By Andrew MacAskill
LONDON (Reuters) - British Prime Minister Boris Johnson is facing a confidence vote on Monday following a series of scandals, including a damning official report about COVID-19 lockdown-breaking parties at his official residence.
Johnson has vowed to fight on as leader, but if he loses the confidence vote he will be out of a job, and a contest to replace him will begin.
Below is a summary of some of those who could be in the frame to replace him if he loses:
The foreign secretary is the darling of the Conservatives' grassroots and is regularly top of the polls of party members carried out by the website Conservative Home.
Truss has a carefully cultivated public image and was photographed in a tank last year, evoking a famous 1986 image of Britain's first female prime minister, Margaret Thatcher, who was also captured in such a pose.
The 46-year-old spent the first two years of Johnson's premiership as international trade secretary, championing Brexit, and last year was appointed as Britain's lead negotiator with the European Union.
Truss said on Monday Johnson has her "100% backing" and she urged colleagues to support him.
The former foreign secretary, 55, finished second to Johnson in the 2019 leadership contest. He would offer a more serious and less controversial style of leadership after the turmoil of Johnson's premiership.

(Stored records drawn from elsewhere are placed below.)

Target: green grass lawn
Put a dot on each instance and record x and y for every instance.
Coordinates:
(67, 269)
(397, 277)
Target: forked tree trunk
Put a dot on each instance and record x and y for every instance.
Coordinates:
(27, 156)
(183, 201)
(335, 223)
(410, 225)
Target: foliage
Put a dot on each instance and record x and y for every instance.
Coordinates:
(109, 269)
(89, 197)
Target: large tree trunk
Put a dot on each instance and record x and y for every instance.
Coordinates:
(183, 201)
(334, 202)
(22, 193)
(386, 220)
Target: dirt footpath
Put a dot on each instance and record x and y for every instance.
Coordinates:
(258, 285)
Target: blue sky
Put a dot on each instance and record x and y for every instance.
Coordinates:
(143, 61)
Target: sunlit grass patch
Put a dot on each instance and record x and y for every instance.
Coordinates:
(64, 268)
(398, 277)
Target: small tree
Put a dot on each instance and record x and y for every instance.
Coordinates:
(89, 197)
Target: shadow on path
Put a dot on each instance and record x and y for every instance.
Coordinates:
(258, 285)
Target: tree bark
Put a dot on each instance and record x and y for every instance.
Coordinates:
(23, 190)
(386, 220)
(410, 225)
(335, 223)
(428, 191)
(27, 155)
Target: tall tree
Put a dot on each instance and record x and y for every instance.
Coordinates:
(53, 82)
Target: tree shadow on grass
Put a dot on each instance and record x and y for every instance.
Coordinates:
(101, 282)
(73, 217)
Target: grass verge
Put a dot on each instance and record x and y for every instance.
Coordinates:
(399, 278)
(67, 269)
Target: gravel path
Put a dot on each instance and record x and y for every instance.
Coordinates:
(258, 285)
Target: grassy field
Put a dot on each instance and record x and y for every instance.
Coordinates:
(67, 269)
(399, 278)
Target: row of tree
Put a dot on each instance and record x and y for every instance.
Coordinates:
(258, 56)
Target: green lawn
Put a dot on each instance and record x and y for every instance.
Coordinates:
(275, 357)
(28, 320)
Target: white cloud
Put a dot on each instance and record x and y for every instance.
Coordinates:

Over the last two years, Hunt has used his experience as a former health secretary to chair the health select committee and has not been tarnished by having served in the current government.
Earlier this year, he said his ambition to become prime minister "hasn't completely vanished".
The finance minister was until last year the favourite to succeed Johnson. Sunak was praised for a rescue package for the economy during the coronavirus pandemic, including a jobs retention programme, which prevented mass unemployment, that could cost as much as 410 billion pounds ($514 billion).
But he has faced criticism for not giving enough cost-of-living support to households, his wealthy wife's non-domiciled tax status and a fine he received, along with Johnson, for breaking lockdown rules.
His tax-and-spend budget last year put Britain on course for its biggest tax burden since the 1950s, undermining his claims to favour lower taxes.
Sunak said on Monday he backed Johnson's leadership.
The current education secretary impressed as vaccines minister when Britain had one of the fastest rollouts of COVID-19 jabs in the world.
Zahawi's personal story as a former refugee from Iraq who came to Britain as a child sets him apart from other Conservative contenders.
He went on to co-found polling company YouGov before entering parliament in 2010. He said last week at some stage it would be a "privilege" to be prime minister.
The former defence minister was sacked by Johnson when he became prime minister after she backed his rival Hunt during the last leadership contest.
Mordaunt was a passionate supporter of leaving the European Union and made national headlines by taking part in now-defunct reality TV diving show.
Currently a junior trade minister, Mordaunt called the lockdown-breaking parties in government "shameful". She said last month that voters wanted to see "professionalism and competence" from the government.